In other words, they want what you have, and are a threat to your retention of it. They must be eliminated with extreme prejudice. Remember the rule of doing a grand thing so others think of that when they think of you? The inverse applies here. The embarrassment must be so total, so utterly humiliating, that one cannot even contemplate that other person’s existence without remembering the time when Molly tripped in front of Bobby Goodlooks and spilled her lunch all over herself (on chili day of course). If your opponent is a rascal, a sly dog, or genuinely superior, the solution is also clear: gossip. Gossip can turn the most chaste, faithful virgin into a ravenous, sex-crazed hussy. Gossip, even if exposed as flawed, will divert attention away from the person’s good qualities and keep the attention where it should be: on the Alpha Male or the Queen Bee (which is you, if you followed these steps to the letter).

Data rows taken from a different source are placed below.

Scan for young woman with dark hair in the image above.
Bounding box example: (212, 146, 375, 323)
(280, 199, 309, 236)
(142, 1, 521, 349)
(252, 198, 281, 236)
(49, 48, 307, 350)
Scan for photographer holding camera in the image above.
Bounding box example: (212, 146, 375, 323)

Popularity is not an easy task, but the rewards are bountiful. Your collegiate peers will respect you, admire you and generally worship the ground you walk on. You will be prettier, more athletic, or smarter than the rest, and this will create an overall sense that you are just plain better than the others. Why did Hector Halfwit beat me on a chemistry test when I studied for hours and he barely lifts a finger? Because he’s just better than you. Studies have been inconclusive on the post-college effects of such behavior, but it should work beyond as well. College is preparation for real life, and these actions are as well.
Enjoy the fruit of my wisdom; it will guide you well to the end of your days.